Popeye Was Right! Spinach Improves Your Sight (Plus 2 More Health Benefits of Leafy Greens)
Plants that pack a powerful punch.
We’ve all been told to eat our greens. Even the cartoons we grew up with, like the spinach-swallowing Popeye the Sailor Man — who grew more powerful with every bite of the stuff — tried convincing us to get our fill. But why? Well, it’s certainly not a plot by leafy green corporations to sell more product. While they might not make you grow muscles on the spot like Popeye, dark leafy greens are chock-full of vitamins and minerals that improve your life and keep your body strong. And if you just can’t stomach another salad, worry not — there are tastier, more creative ways to get your daily intake. Keep reading to learn more about the benefits of dark leafy greens, and how you can make them delicious enough to crave.

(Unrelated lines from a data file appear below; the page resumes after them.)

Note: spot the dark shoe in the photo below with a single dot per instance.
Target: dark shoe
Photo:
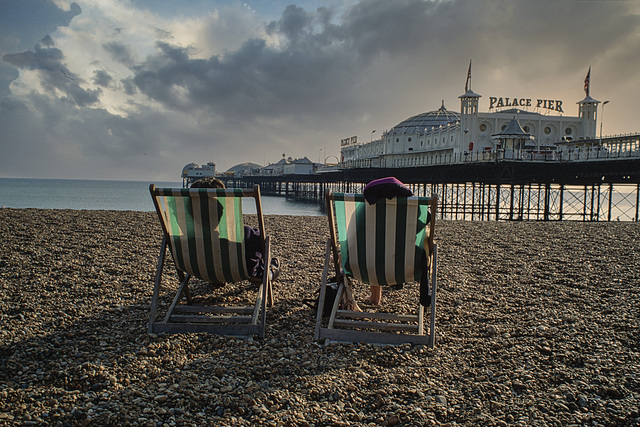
(274, 268)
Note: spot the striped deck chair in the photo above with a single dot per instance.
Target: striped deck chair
(380, 244)
(204, 230)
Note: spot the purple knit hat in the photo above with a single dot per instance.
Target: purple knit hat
(389, 188)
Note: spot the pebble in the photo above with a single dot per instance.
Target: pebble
(536, 325)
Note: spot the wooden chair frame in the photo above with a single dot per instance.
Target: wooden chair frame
(187, 317)
(349, 325)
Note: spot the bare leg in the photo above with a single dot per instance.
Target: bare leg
(376, 295)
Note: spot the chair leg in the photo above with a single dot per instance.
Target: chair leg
(176, 299)
(323, 290)
(156, 285)
(434, 287)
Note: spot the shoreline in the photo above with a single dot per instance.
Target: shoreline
(537, 323)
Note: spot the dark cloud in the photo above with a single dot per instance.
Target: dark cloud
(44, 57)
(329, 75)
(120, 53)
(54, 75)
(24, 22)
(102, 78)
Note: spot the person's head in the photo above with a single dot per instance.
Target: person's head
(211, 182)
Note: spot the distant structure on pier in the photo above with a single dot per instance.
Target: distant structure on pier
(193, 172)
(518, 128)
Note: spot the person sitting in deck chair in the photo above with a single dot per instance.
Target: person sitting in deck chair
(383, 188)
(252, 242)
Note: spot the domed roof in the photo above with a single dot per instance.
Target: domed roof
(188, 167)
(425, 122)
(244, 166)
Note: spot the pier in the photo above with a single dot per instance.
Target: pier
(601, 184)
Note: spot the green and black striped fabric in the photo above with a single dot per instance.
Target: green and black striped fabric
(206, 232)
(381, 244)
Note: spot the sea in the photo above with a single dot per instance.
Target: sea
(117, 195)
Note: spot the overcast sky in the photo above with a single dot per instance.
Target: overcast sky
(136, 89)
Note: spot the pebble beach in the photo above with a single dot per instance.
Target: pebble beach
(537, 324)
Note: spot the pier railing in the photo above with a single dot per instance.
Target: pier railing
(447, 158)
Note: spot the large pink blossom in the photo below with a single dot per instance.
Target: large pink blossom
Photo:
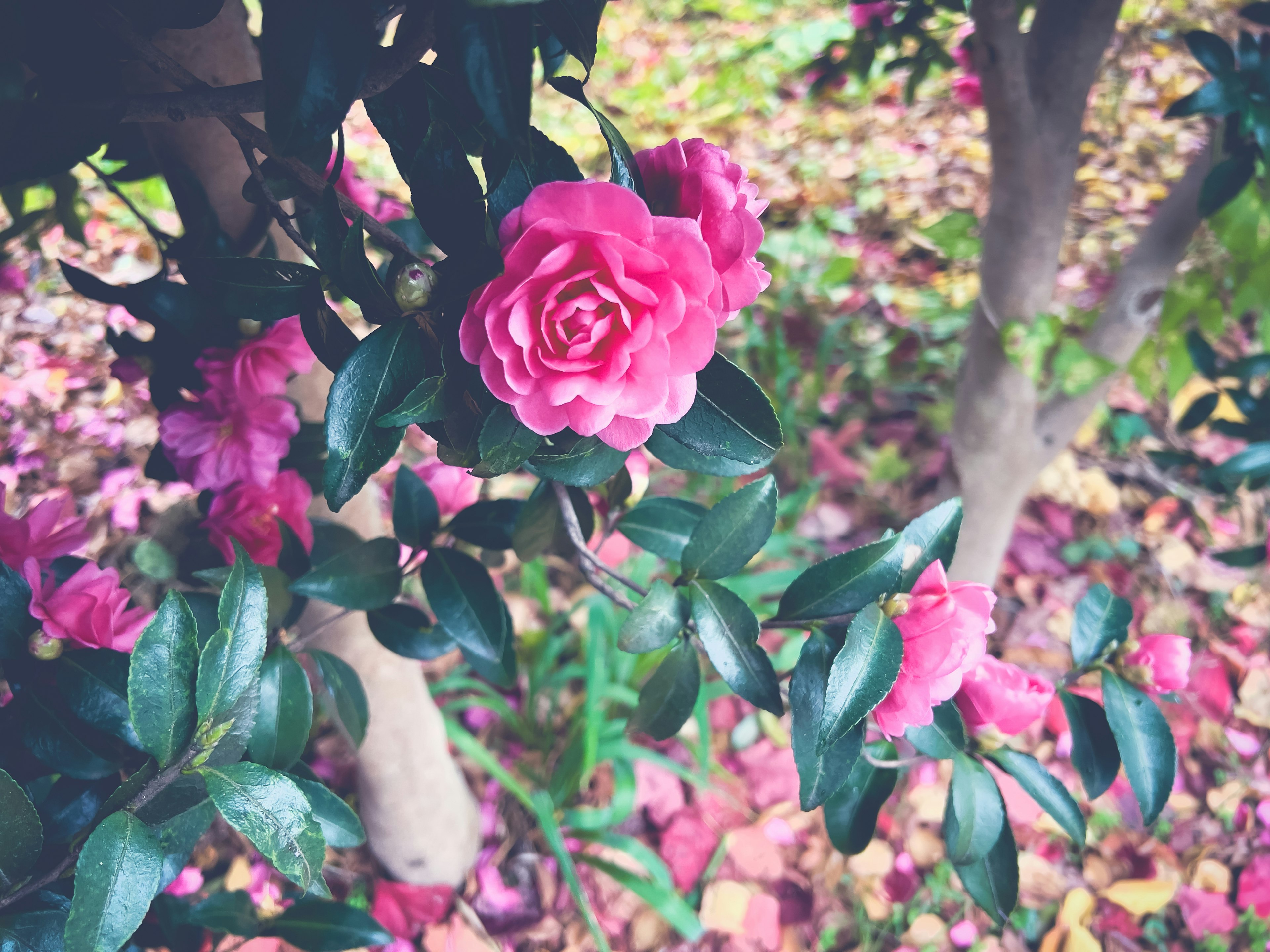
(222, 441)
(37, 535)
(262, 366)
(1001, 695)
(89, 609)
(603, 317)
(699, 181)
(945, 635)
(251, 515)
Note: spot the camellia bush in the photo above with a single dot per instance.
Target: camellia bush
(561, 325)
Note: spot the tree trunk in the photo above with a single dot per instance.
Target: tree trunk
(420, 815)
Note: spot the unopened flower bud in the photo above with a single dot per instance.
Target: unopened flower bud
(45, 648)
(413, 286)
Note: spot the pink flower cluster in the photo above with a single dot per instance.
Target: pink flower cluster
(606, 310)
(234, 437)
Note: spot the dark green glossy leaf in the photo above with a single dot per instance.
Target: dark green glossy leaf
(116, 878)
(730, 633)
(467, 603)
(845, 583)
(659, 616)
(863, 674)
(407, 631)
(1046, 790)
(1145, 742)
(21, 833)
(162, 680)
(346, 694)
(285, 713)
(1094, 747)
(733, 531)
(662, 525)
(731, 417)
(667, 698)
(851, 814)
(270, 810)
(373, 381)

Benefit #1: Stronger Bones
Dark green leafy vegetables brim with bone-boosting vitamin K and can help to increase bone strength and density, asserts Michael Greger, MD. In fact, research in the journal Medicine shows that vitamin K intake may significantly reduce the risk of bone fractures. To get the benefits, Dr. Greger advises having two servings daily, like a salad that includes kale and spinach. Other greens high in vitamin K include fresh parsley and cooked beet greens. That’s right — the part of the beet you might throw away, and the green leaf you use for garnish, are major players when it comes to your bone health. Check out this recipe for Simple and Delicious Beet Greens… and don’t forget the sprig of parsley on the side.
Benefit #2: Better Vision
Spinach and kale are packed with carotenoid lutein, a plant compound that lowers the risk of vision loss, cataracts, and macular degeneration, says Robert Abel Jr., MD, author of The Eye Care Revolution (Buy from Amazon, $13.99). A randomized clinical trial published in Nutrients showed that those who consumed a carotenoid-rich diet had improved vision, especially at night. Lutein may also aid in the prevention of age-related vision loss, says another study in Nutrients. Want more lutein in your diet? Try this garlicky, lemony sautéed spinach recipe from food blog A Couple Cooks. Cooking spinach can double its lutein content — but cooking kale can reduce it, so keep your kale raw for the highest benefits.
Benefit #3: Stronger Brain Health
Dark, leafy swiss chard contains plant compound betalain, which presents as red and yellow pigment. Not only do these compounds benefit the plant — they attract pollinators and protect it from harmful UV rays — but they also carry health benefits for those who eat them. A recent study in Molecules states that the betalains in Swiss chard may help in the treatment of Alzheimer’s disease. Not in the mood for the crunchy texture and bitter taste of raw chard? Try this recipe for Swiss Chard Soup with Lentils from food blog The Clever Meal. It’s hearty, cozy, and the perfect lunch on rainy spring days.
This content is not a substitute for professional medical advice or diagnosis. Always consult your physician before pursuing any treatment plan.